Although it is, in part, a heritable disease, the prevalence of atopic dermatitis has risen in recent years due to environmental factors. The surge in new cases has led to more interest in epigenetics research which explains how lifestyle and air pollution can alter gene expressions leading to atopic dermatitis.
The last comprehensive review — published in 2009 — analyzed five linkage studies and 111 targeted gene association studies. In June 2009, the availability and appreciation of epigenetic data had just started to grow. Over the next several years, an explosion in technologies — including next-generation methods such as exome analysis and high-throughput genetic expression profiling — spurred the publication of more than 30 new studies between January 2015 and June 2016 alone.3
Earlier studies that focused on individual candidate genes helped establish a focus on mutations in the filaggrin gene (FLG) as the pre-eminent atopic dermatitis risk factor, write Lianghua Bin, M.D., Ph.D., and Donald Y. M. Leung, M.D., Ph.D., of the National Jewish Health in Denver.

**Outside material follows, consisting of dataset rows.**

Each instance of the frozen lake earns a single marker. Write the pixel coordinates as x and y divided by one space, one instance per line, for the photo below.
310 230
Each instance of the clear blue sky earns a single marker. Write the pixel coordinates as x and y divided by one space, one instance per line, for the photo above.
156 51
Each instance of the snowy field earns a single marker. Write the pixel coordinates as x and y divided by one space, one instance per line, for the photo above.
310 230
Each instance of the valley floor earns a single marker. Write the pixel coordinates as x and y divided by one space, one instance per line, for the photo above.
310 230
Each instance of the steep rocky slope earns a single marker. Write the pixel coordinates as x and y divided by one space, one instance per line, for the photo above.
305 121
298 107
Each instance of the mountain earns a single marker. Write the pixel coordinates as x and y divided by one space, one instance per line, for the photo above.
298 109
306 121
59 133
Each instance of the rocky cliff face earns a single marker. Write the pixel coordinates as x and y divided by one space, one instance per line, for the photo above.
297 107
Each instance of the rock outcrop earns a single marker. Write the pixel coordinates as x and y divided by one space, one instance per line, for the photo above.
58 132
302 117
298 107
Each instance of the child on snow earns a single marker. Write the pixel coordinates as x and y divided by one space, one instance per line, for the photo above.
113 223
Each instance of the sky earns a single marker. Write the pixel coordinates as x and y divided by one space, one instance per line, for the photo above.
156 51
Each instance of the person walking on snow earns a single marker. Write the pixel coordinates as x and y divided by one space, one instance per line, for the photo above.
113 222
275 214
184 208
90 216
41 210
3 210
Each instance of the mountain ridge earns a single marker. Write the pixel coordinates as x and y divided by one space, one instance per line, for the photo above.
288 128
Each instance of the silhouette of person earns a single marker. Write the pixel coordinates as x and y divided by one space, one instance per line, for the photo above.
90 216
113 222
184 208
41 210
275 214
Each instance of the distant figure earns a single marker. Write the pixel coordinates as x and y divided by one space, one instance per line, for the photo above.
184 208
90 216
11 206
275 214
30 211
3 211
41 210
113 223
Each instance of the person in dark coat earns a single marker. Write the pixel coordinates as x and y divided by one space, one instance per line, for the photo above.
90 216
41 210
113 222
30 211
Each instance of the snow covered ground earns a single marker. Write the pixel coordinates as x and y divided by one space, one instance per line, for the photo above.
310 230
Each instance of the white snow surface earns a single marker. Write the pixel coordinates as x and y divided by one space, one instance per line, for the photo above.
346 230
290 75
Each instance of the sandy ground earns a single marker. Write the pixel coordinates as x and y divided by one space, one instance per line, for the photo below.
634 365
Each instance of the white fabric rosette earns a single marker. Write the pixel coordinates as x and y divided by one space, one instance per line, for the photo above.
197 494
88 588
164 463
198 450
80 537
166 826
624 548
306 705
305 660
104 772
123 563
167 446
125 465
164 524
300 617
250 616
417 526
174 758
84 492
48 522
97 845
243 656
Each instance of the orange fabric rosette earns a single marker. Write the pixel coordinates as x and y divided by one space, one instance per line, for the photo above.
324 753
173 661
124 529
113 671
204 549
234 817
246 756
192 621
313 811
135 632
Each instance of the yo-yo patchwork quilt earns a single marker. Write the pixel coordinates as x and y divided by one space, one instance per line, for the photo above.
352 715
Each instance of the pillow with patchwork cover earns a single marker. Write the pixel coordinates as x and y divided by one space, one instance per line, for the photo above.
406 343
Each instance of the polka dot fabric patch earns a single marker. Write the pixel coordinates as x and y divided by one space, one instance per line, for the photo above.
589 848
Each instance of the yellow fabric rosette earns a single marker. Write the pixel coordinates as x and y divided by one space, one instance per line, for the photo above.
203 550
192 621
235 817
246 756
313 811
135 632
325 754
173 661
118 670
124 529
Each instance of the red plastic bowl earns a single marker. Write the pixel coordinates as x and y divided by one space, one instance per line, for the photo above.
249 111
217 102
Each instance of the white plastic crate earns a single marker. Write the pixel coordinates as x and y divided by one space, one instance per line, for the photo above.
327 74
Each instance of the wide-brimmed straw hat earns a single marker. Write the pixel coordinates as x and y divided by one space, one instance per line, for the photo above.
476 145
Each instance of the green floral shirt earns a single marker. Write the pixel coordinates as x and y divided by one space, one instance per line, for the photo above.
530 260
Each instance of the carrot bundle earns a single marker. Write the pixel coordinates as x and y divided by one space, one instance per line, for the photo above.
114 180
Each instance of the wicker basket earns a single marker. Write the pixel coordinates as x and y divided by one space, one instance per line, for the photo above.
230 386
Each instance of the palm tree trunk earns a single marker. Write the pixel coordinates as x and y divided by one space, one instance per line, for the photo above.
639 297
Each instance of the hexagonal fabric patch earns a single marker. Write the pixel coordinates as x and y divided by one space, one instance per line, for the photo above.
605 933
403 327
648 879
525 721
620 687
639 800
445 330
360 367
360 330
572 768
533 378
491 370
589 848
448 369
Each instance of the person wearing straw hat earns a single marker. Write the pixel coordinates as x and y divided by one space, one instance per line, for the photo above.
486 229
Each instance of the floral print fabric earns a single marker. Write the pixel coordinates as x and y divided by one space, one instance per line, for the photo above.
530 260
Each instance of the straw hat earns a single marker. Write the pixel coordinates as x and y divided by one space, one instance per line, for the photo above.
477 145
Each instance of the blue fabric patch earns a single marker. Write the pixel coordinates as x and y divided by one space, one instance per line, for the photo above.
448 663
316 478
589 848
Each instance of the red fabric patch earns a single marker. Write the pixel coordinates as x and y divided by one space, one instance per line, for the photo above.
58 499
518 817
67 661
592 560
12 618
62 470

The present review, published in a 2016 issue of the journal Allergy, Asthma and Clinical Immunology, corroborates the 2009 Barnes review focus on skin barrier genes and immune response genes. It includes genetics and epigenetics studies on atopic dermatitis that were published between 2009 and 2016.
A PubMed search yielded 19 candidate gene association studies (65 genes; with more than half having at least one positive association) and 13 genome-wide association studies (GWAS) in atopic dermatitis. Along with identifying additional associations and risk loci, Bin and Leung highlight how advances in genetic research have begun to illuminate the roles these defects play in the development of atopic dermatitis.

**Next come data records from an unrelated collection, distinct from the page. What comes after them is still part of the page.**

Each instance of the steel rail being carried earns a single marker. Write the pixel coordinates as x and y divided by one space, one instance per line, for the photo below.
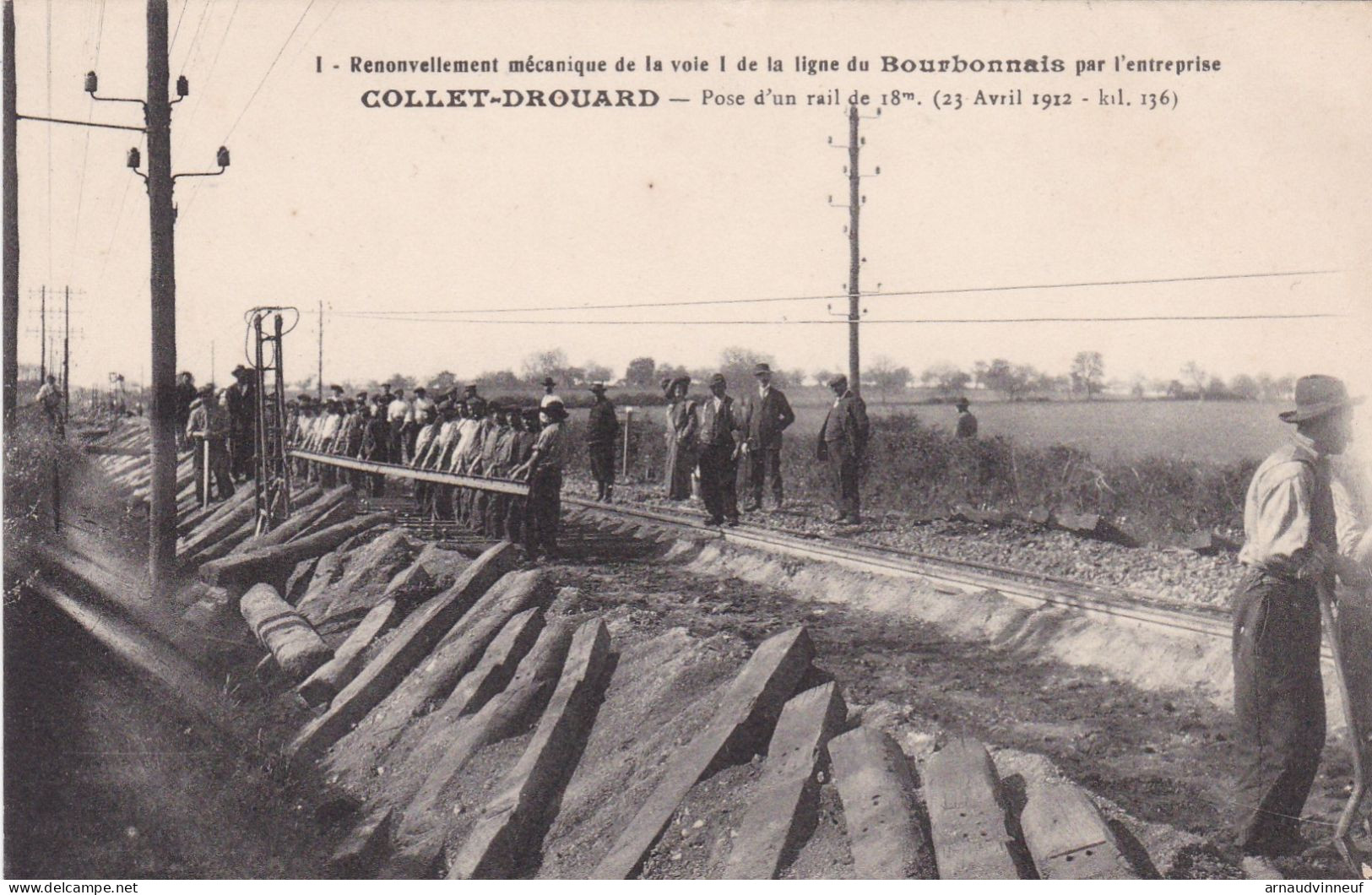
394 469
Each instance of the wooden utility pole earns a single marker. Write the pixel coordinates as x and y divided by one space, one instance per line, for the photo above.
11 223
160 220
66 353
43 334
320 385
854 254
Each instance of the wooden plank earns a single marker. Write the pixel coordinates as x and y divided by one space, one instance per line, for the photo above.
966 814
507 835
301 520
402 654
740 726
274 563
420 829
458 653
296 647
786 800
1068 838
877 789
214 530
224 545
347 659
358 855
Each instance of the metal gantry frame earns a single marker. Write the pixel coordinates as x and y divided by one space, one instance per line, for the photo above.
272 471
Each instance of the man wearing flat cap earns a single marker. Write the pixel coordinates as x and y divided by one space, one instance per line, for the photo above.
720 434
1291 553
766 416
843 441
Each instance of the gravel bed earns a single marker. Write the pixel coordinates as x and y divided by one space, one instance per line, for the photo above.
1167 572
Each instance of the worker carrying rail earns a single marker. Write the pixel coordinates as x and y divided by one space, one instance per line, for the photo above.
1291 552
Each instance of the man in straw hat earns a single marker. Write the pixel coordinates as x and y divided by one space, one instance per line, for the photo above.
767 415
843 441
1291 552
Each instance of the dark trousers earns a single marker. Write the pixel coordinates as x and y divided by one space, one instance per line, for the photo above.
603 469
241 448
515 519
843 476
1279 703
764 463
544 511
219 469
719 482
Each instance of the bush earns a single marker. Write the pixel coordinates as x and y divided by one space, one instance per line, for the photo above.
924 469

Among skin barrier genes, FLG is the most significant risk factor for atopic dermatitis pathogenesis, and two of its known mutations — R501X and 2282del4 — have shown the strongest association for atopic dermatitis in Caucasians (18% and 48% of moderate to severe AD, respectively).4
Among environmental factors, recent research shows that phthalate metabolite levels are significantly associated with increased atopic dermatitis risk, and that children with FLG P478S mutations experience increased skin absorption of phthalate. Maternal FMG mutations, independent of mutation inheritance, also can act as strong environmental risk factors, the authors say.
Additional research implicates genes that impair formation of tight junctions within the epidermal granular layer. For example, owing to Th2 cytokines and genetic variants, expression of claudin-1/CLDN1 is reduced in AD-affected skin. Several studies also highlight the role of defects in the serine protease inhibitor of Kazal type 5 (SPINK5) gene, a crucial protease inhibitor for epidermal homeostasis.